2

I have a large number of data files (>1000) in a single directory. I would like to merge them all in a single data frame in R. They all have the same number and types of columns. So far what I have is:

setwd("directory")
files <- list.files()
for (i in 1:length(files)) assign(files[i], read.csv(files[i]))

This creates data frames for each of the 1000+ files. Is there any way to merge them, without having to type out a list of all 1000+ file names?
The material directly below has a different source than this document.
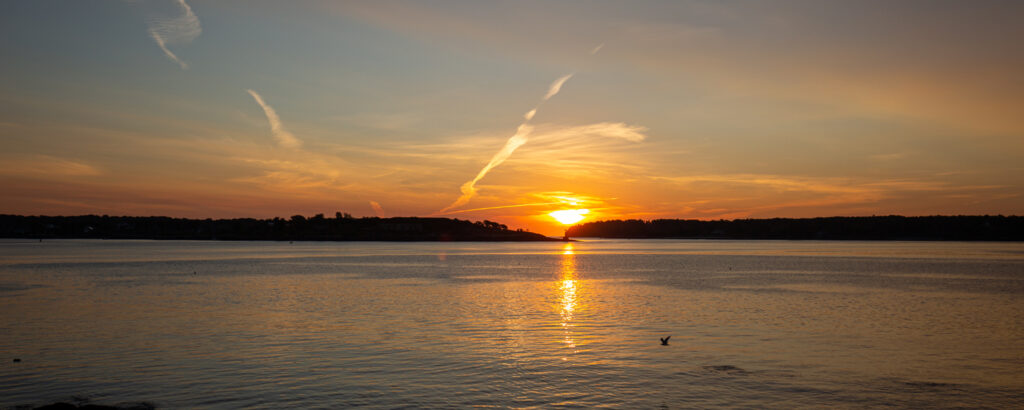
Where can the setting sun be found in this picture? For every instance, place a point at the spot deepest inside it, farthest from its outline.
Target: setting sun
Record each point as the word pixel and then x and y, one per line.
pixel 569 216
Any help would be appreciated!

nicola
  • 24,005
  • 3
  • 35
  • 56
Oksanna88
  • 31
  • 2
  • 5
    I'd like to know who teaches to use `assign` in R to newbies. DO NOT use `assign`. Just try `do.call(rbind,lapply(files,read.csv))`. – nicola Jul 25 '15 at 08:29
  • check [this](http://stackoverflow.com/questions/8091303/simultaneously-merge-multiple-data-frames-in-a-list) and [this](http://stackoverflow.com/questions/31480615/data-table-left-outer-join-on-multiple-tables/31481121#31481121) too – Veerendra Gadekar Jul 25 '15 at 08:29
  • Do you need to 'merge' or are you appending? And if you are merging, what variable are you merging on? – Jason Jul 25 '15 at 10:02
  • @nicola why not use `assign` in this case? – SabDeM Jul 25 '15 at 13:18

2 Answers2

12

The standard way to do this with data.table (recommended because of its speed) is:

library(data.table)
data <- rbindlist(lapply(list.files(), fread))

There are also additional functionalities, e.g.

rbindlist(lapply(list.files(), fread), fill = TRUE)

Will take care of the possibility that some or many of your files have different column names--any non-overlap will be filled with NA in those files lacking that column.


EDIT: as @nicola mentioned, using assign is to be avoided in general unless you really know what you're doing.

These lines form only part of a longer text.